Up for grabs were 315 seats in the 425-member lower house and 161 seats in the 217-seat upper house of parliament.

The European Union and Britain commended Myanmar for the vote but criticised the disenfranchisement of more than a million voters, including hundreds of thousands of Rohingya Muslims in Rakhine state.

U.S. Secretary of State Mike Pompeo said the polls marked an important step in Myanmar’s democratic transition, although Washington had concerns about the large number of seats reserved for the military and the disfranchisement of groups including the Rohingya.

In a statement, he also expressed concern about the cancellation of voting in parts of several states and regions and the disqualification of candidates “based on arbitrary application of citizenship and residency requirements”.

Some unable to vote 

The military, which ruled Myanmar for nearly 50 years until it began withdrawing from civilian politics in 2011, controls a quarter of seats in both houses of parliament under a constitution it drew up and which Suu Kyi wants to amend.

The NLD had been expected to win but with a smaller margin following the emergence of new parties and ethnic minority parties gaining support in some regions.

Political analyst Yan Myo Thein said early results showed ethnic parties had won some seats in Kayah, Mon and Shan states, where many people harbour grievances against the central government, but the overall picture was of another NLD landslide.

The results, he said, “show that the majority of people don’t want…the involvement of the military in politics and the majority of people still continue to recognise and support Aung San Suu Kyi, the leader of the NLD, as their leader.”

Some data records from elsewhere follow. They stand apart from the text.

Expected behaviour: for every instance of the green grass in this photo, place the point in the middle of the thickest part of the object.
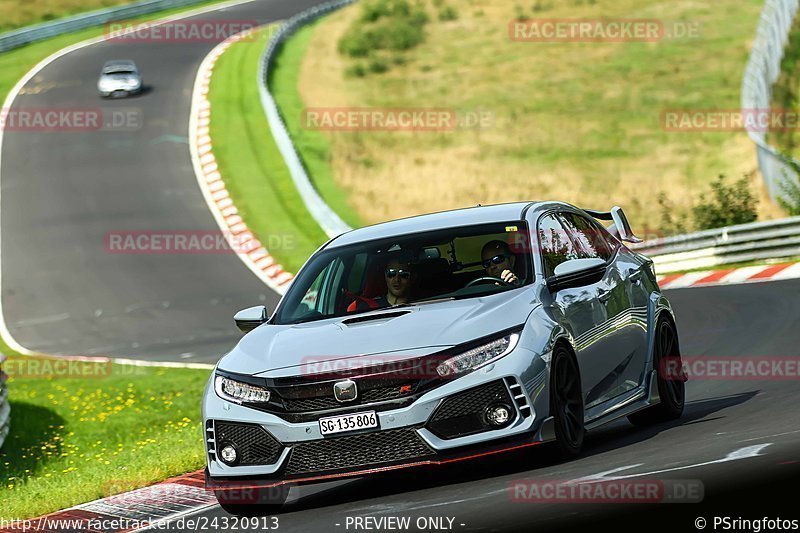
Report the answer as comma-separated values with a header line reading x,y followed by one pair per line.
x,y
78,437
15,14
313,146
579,122
786,92
250,163
16,63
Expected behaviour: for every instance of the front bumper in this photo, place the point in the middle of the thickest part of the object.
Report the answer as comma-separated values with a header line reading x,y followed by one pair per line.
x,y
414,435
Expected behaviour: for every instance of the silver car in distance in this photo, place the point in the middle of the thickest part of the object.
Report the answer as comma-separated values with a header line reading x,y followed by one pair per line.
x,y
442,337
119,78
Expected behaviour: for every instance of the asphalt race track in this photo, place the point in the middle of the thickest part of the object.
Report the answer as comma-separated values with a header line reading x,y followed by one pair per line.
x,y
725,424
62,292
64,191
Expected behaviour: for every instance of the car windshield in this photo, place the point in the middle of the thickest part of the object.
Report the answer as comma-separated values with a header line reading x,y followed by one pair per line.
x,y
453,263
119,70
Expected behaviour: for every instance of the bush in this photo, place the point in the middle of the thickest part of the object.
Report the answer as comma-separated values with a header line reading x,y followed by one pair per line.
x,y
448,13
727,205
384,25
378,65
671,222
357,70
355,43
400,36
790,189
376,9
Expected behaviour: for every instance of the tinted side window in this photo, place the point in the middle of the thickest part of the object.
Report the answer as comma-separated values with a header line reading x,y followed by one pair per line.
x,y
556,247
589,243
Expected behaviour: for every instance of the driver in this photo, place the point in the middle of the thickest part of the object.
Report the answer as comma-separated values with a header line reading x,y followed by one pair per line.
x,y
498,261
400,279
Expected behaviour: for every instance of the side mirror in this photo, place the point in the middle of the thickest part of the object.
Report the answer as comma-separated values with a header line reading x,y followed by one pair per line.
x,y
576,273
250,318
621,227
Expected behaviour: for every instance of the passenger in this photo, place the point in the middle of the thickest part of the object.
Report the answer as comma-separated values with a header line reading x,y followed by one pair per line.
x,y
498,261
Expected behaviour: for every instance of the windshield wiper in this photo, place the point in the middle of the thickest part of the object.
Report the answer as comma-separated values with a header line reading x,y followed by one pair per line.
x,y
422,302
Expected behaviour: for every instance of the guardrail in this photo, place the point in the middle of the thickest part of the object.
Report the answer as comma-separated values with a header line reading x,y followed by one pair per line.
x,y
763,69
38,32
774,239
327,219
5,408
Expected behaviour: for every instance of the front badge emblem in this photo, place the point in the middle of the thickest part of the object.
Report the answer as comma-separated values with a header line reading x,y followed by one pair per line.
x,y
345,391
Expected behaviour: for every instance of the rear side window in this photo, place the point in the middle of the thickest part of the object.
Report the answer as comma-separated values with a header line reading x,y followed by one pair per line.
x,y
588,239
555,245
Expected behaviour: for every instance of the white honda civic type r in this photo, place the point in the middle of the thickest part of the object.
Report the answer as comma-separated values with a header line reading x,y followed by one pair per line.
x,y
442,337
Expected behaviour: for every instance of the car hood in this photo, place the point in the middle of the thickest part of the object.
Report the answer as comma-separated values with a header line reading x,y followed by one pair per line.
x,y
119,79
396,334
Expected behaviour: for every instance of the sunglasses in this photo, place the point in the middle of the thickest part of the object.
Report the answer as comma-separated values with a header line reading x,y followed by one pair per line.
x,y
392,272
496,260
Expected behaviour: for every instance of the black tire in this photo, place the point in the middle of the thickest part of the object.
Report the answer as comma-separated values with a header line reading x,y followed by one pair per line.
x,y
271,505
671,384
566,403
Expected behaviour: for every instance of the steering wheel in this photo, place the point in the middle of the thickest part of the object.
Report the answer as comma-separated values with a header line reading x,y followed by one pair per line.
x,y
487,279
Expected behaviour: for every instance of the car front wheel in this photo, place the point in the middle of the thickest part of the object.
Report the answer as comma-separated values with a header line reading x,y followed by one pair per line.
x,y
566,403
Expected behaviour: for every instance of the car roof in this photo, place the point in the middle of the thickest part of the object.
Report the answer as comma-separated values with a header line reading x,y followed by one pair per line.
x,y
479,214
119,63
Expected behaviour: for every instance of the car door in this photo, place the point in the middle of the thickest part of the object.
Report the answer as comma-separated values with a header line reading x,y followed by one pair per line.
x,y
624,349
577,309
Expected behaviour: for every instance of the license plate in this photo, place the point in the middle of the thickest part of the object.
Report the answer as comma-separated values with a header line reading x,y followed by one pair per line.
x,y
343,423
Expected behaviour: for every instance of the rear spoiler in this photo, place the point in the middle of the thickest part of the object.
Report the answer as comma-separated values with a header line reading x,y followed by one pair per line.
x,y
620,227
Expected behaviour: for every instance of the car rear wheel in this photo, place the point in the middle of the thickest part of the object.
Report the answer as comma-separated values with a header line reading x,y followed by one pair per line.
x,y
566,403
669,377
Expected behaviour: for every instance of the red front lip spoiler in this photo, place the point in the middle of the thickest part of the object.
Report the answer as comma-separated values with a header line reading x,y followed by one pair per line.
x,y
212,484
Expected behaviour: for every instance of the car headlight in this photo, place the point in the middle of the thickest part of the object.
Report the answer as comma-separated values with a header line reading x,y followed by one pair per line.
x,y
239,392
478,357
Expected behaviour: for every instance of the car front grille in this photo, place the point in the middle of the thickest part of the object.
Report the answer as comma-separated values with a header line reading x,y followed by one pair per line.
x,y
253,443
356,451
463,413
321,403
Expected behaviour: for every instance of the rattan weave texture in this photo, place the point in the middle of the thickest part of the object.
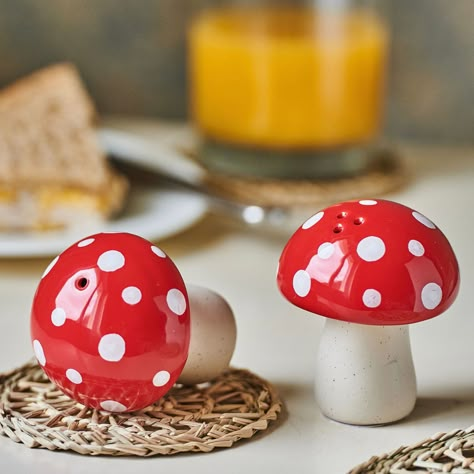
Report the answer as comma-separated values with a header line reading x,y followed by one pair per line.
x,y
236,405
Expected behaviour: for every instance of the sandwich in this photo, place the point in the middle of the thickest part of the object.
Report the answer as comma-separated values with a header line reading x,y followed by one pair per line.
x,y
53,173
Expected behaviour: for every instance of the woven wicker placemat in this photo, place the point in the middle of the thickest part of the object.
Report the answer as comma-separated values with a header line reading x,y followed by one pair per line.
x,y
236,405
443,452
386,173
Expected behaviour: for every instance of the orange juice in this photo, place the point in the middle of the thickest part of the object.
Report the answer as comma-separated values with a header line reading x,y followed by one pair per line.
x,y
287,79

In contrast to the wave of optimism that greeted the NLD’s 2015 win, Myanmar held this election amid a surge in COVID-19 infections, economic hardships and escalating ethnic conflicts.

More than a million people were unable to vote after polls were cancelled due to insurgencies.

In Rakhine state, where Rohingya Muslims are confined to camps and villages and mostly denied the vote because they are not citizens, the vast majority of polling stations were closed due to fighting between government troops and ethnic insurgents.

Myo Kyaw, general secretary of the Arakan League for Democracy (ALD), said the Rakhine nationalist Arakan National Party (ANP) had won most seats contested in the state.

The Democracy and Human Rights Party, a Rohingya party, said it was “utterly disappointed” that its people had been disenfranchised.

The government does not consider most Rohingya Myanmar citizens but instead migrants from neighbouring Bangladesh, even though many can trace family roots back many generations.

The United Nations has said there was genocidal intent in a 2017 army crackdown that forced 730,000 Rohingya to flee to Bangladesh. Myanmar says its security forces were carrying out legitimate operations against Rohingya militants.